Three of the five law firms hit with presidential executive orders — Perkins Coie, WilmerHale and Jenner & Block — have decided to fight back. Perkins Coie, which has about 60 lawyers in its Austin and Dallas offices, filed a lawsuit two weeks ago. WilmerHale and Jenner & Block each filed lawsuits calling President Trump’s EOs an “abuse of power” and they state their lawsuits are “absolutely critical to vindicating the First Amendment, our adversarial system of justice and the rule of law.”
In a late development Friday, a federal judge issued a TRO preventing parts of President Trump’s EO against Jenner & Block from taking effect, stating that the president violated the law firm’s First, Fifth and Sixth Amendment rights.
Earlier this month, the Equal Employment Opportunity Commission at President Trump’s direction sent demand letters to 20 law firms — 13 of them operating in Texas — instructing them to provide the firms’ recruiting and hiring policies regarding DEI as well as information about any of their clients that impose diversity requirements on their outside counsel.
The EEOC gave the law firms until April 15 to provide the information.
On Wednesday, the American Bar Association and 55 other state and local bar associations signed a letter stating that there “are clear choices facing our profession.”

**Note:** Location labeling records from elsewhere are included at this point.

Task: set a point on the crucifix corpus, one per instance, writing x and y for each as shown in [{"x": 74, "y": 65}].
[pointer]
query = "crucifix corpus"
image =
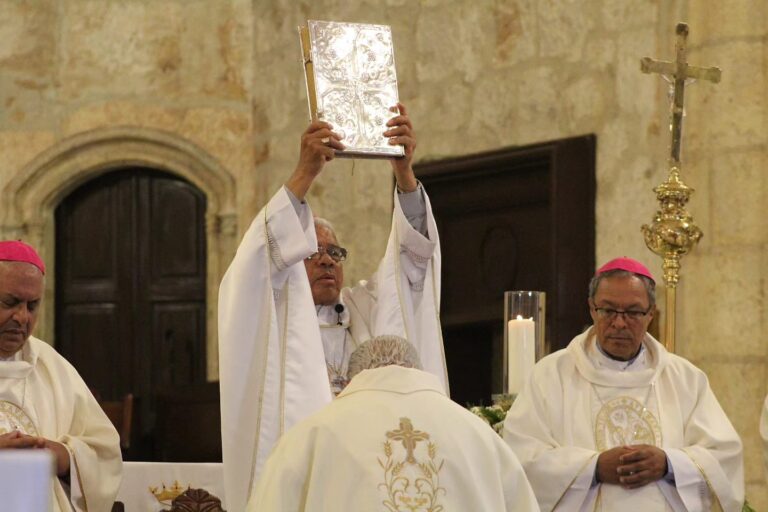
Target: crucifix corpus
[{"x": 672, "y": 234}]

“We can choose to remain silent and allow these acts to continue or we can stand for the rule of law and the values we hold dear,” the letter states.
Not a single Texas bar organization signed the letter.
Earlier in the week, more than 700 lawyers and legal advocates, including some high-profile conservative judges, signed a letter to U.S. Attorney General Pam Bondi asking her “to use all of the tools available to you to preserve and protect the independence and integrity of the legal profession, including opposing the use of the federal government to attack lawyers, law firms, and legal organizations for engaging in good faith representation of their clients.”
“Attacking legal advocates based on the positions they take in good faith litigation or based on who their clients are or have been is inconsistent with our nation’s values and with the Constitution’s contemplation of the functioning of the judicial branch.”
The petition was signed by 160 legal organizations and more than 700 lawyers. The Texas Immigration Law Council is the sole organization from Texas that signed the petition, and University of Texas Law Professor David B. Spence was among the individuals who penned his name in support.
And finally, 79 law school deans issued a joint letter this week stating that “the government should not punish lawyers and law firms for the clients they represent, absent specific findings that such representation was illegal or unethical.”
“Punishing lawyers for their representation and advocacy violates the First Amendment and undermines the Sixth Amendment,” the deans wrote.
Of the 10 law schools in Texas, only University of North Texas at Dallas College of Law Dean Angela Felecia Epps signed the letter.